As a child, the only figs we ate were those growing in Grandma’s garden – small and pastel-green, with a bright red, sweet and jammy flesh. I remember them being ripe and ready in early September. She had so many that it was impossible to keep up, so we came up with all kinds of recipes to use them up. I liked them with yoghurt and honey, or simply oven-roasted, then topped with chopped almonds and a scoop of vanilla bean ice-cream. I loved fig jam, and fig jam crostata even more.
I have been living far from Grandma’s garden for a while now, but my passion for figs hasn’t faded a bit.
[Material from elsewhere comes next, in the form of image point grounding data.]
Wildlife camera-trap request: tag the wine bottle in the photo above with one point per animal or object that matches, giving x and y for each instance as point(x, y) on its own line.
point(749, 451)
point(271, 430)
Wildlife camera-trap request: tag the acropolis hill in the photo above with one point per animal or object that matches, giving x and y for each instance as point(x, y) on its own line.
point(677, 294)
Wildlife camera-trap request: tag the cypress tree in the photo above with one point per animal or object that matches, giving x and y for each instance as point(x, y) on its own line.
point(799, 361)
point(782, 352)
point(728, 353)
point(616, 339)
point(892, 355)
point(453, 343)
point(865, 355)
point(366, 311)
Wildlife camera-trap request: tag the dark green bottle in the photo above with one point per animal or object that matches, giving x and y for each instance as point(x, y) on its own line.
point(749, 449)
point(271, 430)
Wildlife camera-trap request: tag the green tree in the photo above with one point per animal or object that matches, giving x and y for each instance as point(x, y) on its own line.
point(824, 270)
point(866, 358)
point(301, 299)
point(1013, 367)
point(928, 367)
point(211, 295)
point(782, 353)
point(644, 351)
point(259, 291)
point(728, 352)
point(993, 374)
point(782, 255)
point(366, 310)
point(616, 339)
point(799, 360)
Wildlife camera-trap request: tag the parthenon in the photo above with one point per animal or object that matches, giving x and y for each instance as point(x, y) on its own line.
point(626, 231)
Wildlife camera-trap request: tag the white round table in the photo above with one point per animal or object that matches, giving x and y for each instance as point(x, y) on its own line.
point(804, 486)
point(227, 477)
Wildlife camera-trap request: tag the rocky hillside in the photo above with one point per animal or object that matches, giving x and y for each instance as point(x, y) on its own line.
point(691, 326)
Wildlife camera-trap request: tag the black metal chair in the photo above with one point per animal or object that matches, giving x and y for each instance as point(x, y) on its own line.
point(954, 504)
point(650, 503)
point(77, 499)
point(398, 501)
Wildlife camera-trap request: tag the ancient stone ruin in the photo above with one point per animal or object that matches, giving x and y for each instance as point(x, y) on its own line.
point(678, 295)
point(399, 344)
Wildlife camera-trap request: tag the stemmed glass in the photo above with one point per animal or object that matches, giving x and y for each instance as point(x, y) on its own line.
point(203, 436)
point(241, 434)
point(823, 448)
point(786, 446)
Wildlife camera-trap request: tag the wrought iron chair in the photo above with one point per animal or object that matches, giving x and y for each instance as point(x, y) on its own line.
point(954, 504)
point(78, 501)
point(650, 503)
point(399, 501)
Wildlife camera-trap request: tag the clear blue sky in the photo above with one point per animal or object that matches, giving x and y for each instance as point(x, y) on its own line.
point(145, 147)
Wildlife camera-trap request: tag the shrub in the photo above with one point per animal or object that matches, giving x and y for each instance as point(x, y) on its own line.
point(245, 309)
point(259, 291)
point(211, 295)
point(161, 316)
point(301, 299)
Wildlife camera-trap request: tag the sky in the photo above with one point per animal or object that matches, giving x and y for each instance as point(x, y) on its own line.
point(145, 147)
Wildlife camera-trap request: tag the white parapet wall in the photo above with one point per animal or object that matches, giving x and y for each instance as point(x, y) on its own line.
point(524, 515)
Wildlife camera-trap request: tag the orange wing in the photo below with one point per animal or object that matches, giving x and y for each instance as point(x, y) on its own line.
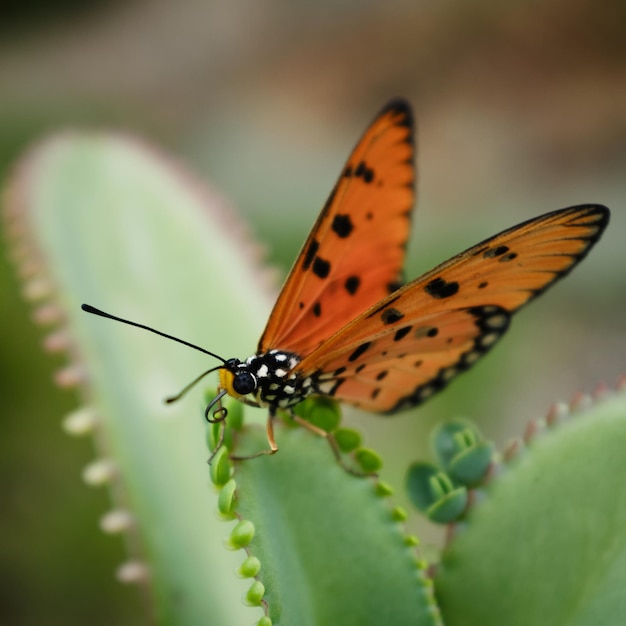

I bought a good bagful at the market the other day, and after eating almost all of them as simple as they come, I had to get creative with those left behind, which were becoming a little too soft.
I found this lovely cake recipe and it was perfect for what I had in mind and in my fridge. The cake turned out as light and airy as a soufflé, and perfuming of orange blossom water. We all loved it; it felt just perfect for these last days of summer.
Turkish Yogurt Cake with Figs
4 large eggs, separated
100 g (1/2 cup) cane sugar
3 tablespoons all-purpose flour, sifted
350 ml (1 1/2 cups) full-fat Greek yoghurt
Grated zest + juice of 1/2 lemon
1 1/2 teaspoons orange blossom water
Butter, for greasing the pan
4-6 fresh figs, halved
Icing sugar, for dusting the cake
Preheat the oven to 180C/375F. In a large bowl, beat the egg yolks with the sugar until creamy and light. Add the flour and mix until combined; then, stir in yoghurt, lemon zest and juice and orange blossom water. Beat the egg whites in a clean glass bowl using an electric egg beater until stiff peaks form. Gently fold into the batter until combined.
Grease a 22cm/9-inch springform cake pan with butter. Pour the batter into the pan and arrange the fig slices on top, face up. Bake the cake for 50 minutes, or until the top is golden brown and springy (it’ll look a lot like a souffle). The cake will rise a lot but will decrease when removed from the oven. Let it cool completely before dusting with icing sugar, slicing and serving.